Other reviews support the findings of Dr Elizabeth Neale and her colleagues; one particular study by Guash-Ferre et al, investigated the relationship between specific nut types and cardiovascular outcomes and found that consuming walnuts was associated with a 29% reduction in the risk of cardiovascular events. 

Further, a systematic review and meta-analysis by Guash-Ferre et al concluded that incorporating walnuts into the diet improved blood lipid profiles without adversely affecting blood pressure or weight.

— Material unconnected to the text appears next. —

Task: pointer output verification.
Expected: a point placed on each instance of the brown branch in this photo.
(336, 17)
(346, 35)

Another study, which formed part of the review by the University of Wollongong,by Sabate et al, found that replacing a portion of the fat in a cholesterol-lowering diet with walnuts further lowers serum cholesterol levels by more than 10% in normal men. Compared to the control diet, the walnut diet showed a reduction of 12.4% in total cholesterol; and 16.3% in LDL cholesterol.

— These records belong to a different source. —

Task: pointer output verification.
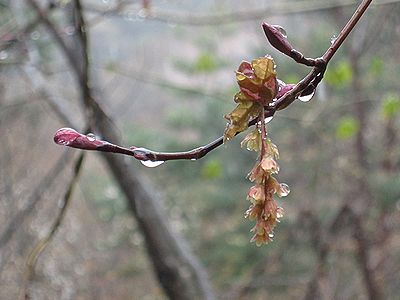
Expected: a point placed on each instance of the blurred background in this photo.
(163, 72)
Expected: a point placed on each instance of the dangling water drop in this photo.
(281, 30)
(142, 13)
(151, 164)
(306, 98)
(268, 119)
(333, 39)
(35, 35)
(91, 137)
(3, 55)
(130, 16)
(69, 30)
(284, 190)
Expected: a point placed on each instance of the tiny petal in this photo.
(283, 190)
(269, 164)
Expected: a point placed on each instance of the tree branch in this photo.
(306, 86)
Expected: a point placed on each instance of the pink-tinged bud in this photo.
(71, 138)
(283, 89)
(277, 38)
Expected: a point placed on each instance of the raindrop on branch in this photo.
(152, 164)
(306, 98)
(281, 30)
(69, 30)
(333, 39)
(91, 137)
(268, 119)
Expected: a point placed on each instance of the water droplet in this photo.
(3, 55)
(69, 30)
(284, 190)
(91, 137)
(281, 30)
(142, 13)
(62, 142)
(333, 38)
(130, 16)
(306, 98)
(35, 35)
(171, 24)
(268, 119)
(151, 164)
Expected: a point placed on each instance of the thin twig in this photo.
(282, 9)
(304, 86)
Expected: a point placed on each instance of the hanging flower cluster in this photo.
(258, 87)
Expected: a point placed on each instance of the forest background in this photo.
(163, 71)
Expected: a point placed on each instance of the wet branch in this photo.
(304, 87)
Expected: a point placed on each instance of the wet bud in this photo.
(277, 38)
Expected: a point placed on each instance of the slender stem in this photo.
(346, 30)
(305, 86)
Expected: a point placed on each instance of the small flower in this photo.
(254, 211)
(256, 194)
(252, 141)
(268, 164)
(257, 81)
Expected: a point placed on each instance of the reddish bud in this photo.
(71, 138)
(277, 39)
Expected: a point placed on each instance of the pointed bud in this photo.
(277, 38)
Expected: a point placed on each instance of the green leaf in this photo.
(390, 105)
(211, 169)
(346, 128)
(340, 74)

The Sabate study was just one of almost 150 studies that were assessed as part of the review, which examined the link between nut consumption and cardiovascular health, indicating that a regular intake of nuts is associated with improvements in heart health indicators. 

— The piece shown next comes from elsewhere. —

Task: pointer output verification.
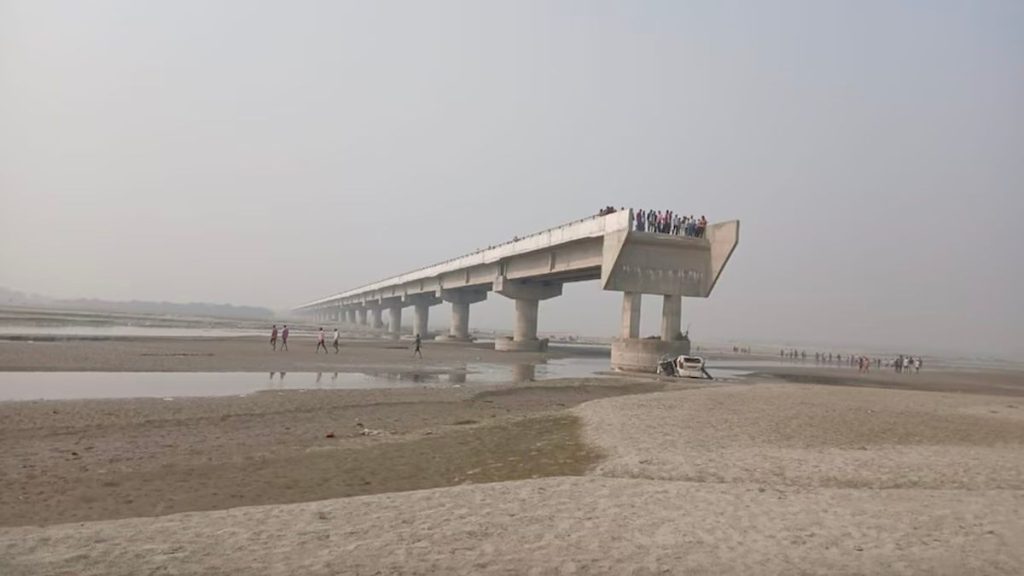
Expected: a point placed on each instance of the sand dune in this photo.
(731, 480)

It is thought that Walnuts are a particularly heart-healthy nut as they offer one of the highest plant sources of Omega 3s and antioxidants, and are also rich in bioactive components including polyphenols, carotenoids, phytosterols, fibre and minerals.* 

Regularly consuming a handful of walnuts – just 30g – has also been found to offset inflammatory effects within the body, keeping blood vessels and walls healthy, which prevents the hardening of arteries.* Walnuts are also a great protein choice for vegetarians as they are one of only a few sources of plant-based omego-3 fatty acids, which helps lower ‘bad’ cholesterol (LDL) and increase production of ‘good’ cholesterol (HDL). In addition to their antioxidant properties, walnuts are also rich in the ‘good’ unsaturated fats, which help lower cholesterol and, along with fibre, keep us feeling fuller for longer to aid weight management.* 

With such a range of potential health benefits, there’s no reason not to bump up your walnut intake. A delicious handful on the go is an obvious way to work these super nuts into your diet, however walnuts also offer texture, flavour and versatility to any meal of the day, from spreading walnut butter on your morning toast or blending them into your favourite smoothies, to blitzing walnuts into a vibrant pesto or baking them into healthy snacks and treats.